Maksharip Aushev, a human rights activist and former owner of the website Ingushetia.org, was shot and killed in his car near Nalchik last Sunday. The police have launched a criminal investigation.
A month earlier he had narrowly escaped a kidnapping attempt. After a meeting with FSB officers in the republican government headquarters, he had been driving to Nazran when an armored personnel carrier had blocked the motorway near a traffic police checkpoint, with several special police servicemen, armed and wearing masks, attempting to kidnap him. However, he had managed to tear away, calling for help. Due to the interference of passers-by and traffic police officers he had been released, with the masked men claiming they had attempted to detain him by mistake, having received a report about his car being searched for by the law enforcers as a hijacked vehicle. They could not say why an unknown special police unit on a personnel carrier should be looking for his car – even if it had been hijacked.
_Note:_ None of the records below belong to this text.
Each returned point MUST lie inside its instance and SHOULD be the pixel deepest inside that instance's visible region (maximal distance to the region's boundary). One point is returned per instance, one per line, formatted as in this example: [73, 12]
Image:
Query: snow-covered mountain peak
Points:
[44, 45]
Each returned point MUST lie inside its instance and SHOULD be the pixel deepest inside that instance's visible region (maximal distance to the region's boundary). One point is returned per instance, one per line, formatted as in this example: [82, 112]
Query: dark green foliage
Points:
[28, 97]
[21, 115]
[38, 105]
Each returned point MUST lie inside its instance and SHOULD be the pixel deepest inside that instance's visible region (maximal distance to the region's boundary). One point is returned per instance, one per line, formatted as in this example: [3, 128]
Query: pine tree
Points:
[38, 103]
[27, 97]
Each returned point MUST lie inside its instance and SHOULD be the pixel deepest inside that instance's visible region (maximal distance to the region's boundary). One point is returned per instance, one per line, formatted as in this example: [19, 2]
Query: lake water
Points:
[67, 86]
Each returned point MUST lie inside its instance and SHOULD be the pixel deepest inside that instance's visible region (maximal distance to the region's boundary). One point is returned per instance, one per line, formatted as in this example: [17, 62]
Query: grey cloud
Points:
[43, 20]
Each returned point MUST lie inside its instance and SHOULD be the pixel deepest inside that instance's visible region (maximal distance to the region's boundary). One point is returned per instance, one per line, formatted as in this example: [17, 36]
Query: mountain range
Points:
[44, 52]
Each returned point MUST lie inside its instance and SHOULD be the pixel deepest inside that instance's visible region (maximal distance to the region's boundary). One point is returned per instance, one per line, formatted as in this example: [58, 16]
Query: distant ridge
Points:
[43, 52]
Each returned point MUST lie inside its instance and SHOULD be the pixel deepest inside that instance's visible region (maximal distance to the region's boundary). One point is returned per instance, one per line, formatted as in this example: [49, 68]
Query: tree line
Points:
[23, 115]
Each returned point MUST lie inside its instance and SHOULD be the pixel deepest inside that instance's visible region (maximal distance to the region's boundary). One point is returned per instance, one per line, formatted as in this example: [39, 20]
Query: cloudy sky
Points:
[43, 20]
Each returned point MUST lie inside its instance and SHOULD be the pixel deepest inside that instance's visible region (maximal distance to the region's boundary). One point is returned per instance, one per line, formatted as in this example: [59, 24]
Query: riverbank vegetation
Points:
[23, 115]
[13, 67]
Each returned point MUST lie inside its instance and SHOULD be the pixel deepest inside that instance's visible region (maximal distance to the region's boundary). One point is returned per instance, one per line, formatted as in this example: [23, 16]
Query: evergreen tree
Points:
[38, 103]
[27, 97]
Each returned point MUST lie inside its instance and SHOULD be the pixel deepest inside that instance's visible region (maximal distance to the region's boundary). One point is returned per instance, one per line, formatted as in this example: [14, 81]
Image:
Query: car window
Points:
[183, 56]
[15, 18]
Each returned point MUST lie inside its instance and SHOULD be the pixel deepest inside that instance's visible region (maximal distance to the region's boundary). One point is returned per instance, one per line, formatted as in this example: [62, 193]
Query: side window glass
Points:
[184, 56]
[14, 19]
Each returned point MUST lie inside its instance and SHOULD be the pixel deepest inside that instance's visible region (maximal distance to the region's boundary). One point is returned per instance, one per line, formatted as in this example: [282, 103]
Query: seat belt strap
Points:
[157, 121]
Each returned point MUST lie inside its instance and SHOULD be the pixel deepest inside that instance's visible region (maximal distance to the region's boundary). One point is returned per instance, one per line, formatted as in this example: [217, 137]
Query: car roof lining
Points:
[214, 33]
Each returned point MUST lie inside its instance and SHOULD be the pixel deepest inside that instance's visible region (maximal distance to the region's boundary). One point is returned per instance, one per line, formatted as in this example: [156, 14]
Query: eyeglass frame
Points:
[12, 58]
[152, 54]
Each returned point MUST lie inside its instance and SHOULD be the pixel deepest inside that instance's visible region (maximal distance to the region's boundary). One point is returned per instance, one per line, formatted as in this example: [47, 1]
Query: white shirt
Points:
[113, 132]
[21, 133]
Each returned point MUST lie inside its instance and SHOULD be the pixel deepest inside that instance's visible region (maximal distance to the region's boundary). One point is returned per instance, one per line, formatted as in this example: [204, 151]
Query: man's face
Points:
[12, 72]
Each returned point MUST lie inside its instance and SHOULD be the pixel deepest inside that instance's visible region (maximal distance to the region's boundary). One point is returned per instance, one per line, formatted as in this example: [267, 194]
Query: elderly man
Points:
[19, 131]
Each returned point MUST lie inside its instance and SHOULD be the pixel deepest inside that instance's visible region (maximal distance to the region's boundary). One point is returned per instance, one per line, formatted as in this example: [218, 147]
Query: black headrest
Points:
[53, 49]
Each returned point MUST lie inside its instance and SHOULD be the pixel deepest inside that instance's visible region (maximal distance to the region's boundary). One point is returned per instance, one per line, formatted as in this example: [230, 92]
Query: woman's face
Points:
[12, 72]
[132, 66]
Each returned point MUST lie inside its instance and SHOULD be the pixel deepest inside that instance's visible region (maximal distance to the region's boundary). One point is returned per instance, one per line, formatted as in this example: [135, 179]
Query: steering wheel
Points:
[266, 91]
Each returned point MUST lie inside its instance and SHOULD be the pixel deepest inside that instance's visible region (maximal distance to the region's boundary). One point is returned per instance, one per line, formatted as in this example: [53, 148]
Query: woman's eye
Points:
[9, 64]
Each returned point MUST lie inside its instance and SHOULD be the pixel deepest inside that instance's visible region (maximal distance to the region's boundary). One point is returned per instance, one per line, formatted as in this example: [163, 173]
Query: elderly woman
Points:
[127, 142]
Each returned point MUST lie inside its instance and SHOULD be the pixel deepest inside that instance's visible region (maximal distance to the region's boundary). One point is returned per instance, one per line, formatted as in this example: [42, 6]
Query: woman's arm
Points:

Maksha Aushev became head of the Ingushetia.org website in August 2008 after the killing of the previous owner, Magomed Yevloyev, only to resign three months later in connection with the government reshuffle in Ingushetia.
Commenting on last Sunday’s tragedy, Magomed Khazbiyev, a friend of Aushev’s and the incumbent leader of the Ingush opposition, said: “The whole thing is still pretty vague. But even if we get to know the details, will that change anything? As regards Magomed Yevloyev’s killing, both the killer and the mastermind are known, and there are video sequences showing the minister’s arrival and people pushing him into a car to shoot and kill him. A year has passed since then – and what do we have? Nothing. With this kind of government at the helm, nothing can possibly change, ever.” In Khazbiyev’s view, no one will be held liable for Aushev’s killing, either.
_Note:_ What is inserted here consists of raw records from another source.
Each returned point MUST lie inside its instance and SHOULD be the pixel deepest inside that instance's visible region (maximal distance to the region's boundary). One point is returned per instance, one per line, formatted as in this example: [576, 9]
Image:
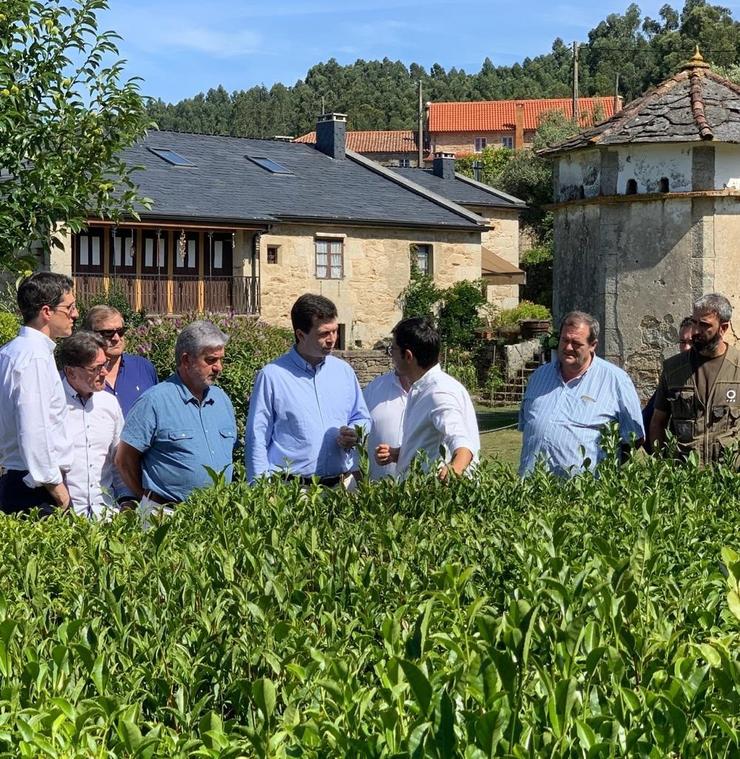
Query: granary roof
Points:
[500, 115]
[693, 105]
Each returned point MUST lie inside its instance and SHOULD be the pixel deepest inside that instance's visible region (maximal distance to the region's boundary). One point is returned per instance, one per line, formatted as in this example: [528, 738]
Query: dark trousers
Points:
[16, 497]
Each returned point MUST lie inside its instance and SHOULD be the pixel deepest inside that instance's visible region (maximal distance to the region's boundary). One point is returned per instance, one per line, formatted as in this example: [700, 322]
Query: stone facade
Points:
[637, 262]
[367, 364]
[377, 266]
[647, 216]
[502, 238]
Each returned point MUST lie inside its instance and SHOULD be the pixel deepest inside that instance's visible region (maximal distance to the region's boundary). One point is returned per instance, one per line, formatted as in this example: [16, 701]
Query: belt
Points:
[328, 482]
[160, 500]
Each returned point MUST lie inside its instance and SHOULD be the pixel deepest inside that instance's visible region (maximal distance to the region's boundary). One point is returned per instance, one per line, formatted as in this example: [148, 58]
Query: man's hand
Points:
[60, 495]
[461, 460]
[347, 437]
[384, 454]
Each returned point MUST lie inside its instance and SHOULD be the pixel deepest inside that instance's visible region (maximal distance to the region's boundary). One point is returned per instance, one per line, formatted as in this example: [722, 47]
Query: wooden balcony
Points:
[178, 294]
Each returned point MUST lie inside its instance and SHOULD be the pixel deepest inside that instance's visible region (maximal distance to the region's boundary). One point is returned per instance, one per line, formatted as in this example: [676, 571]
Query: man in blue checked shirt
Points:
[305, 405]
[568, 402]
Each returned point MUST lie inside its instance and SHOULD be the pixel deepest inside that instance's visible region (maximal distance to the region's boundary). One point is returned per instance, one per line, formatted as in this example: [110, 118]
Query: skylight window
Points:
[268, 164]
[169, 155]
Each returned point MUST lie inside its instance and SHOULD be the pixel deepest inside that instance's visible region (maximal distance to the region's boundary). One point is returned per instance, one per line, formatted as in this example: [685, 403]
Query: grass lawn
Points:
[499, 439]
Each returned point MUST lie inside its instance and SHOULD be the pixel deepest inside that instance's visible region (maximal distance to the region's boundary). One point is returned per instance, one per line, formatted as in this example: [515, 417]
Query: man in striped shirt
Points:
[568, 402]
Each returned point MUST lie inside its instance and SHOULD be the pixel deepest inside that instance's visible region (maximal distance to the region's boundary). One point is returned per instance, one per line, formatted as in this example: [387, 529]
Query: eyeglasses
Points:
[97, 369]
[107, 334]
[67, 308]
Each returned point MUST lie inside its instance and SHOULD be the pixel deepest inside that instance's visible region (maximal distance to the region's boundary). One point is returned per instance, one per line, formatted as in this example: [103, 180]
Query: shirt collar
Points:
[71, 393]
[301, 362]
[186, 395]
[36, 334]
[426, 379]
M. Aushev was known as a consistent opponent of kidnappings and extrajudicial executions. During the last few months he was also a member of the team of experts working for Russia’s human rights ombudsman. His friends and relatives cannot explain his killing in any way: after President Murat Zyazikov’s stepping down to be replaced by Yunus-Bek Yevkurov, Aushev officially said he was dropping his opposition activities because his main goal, Zyazikov’s replacement, had been achieved.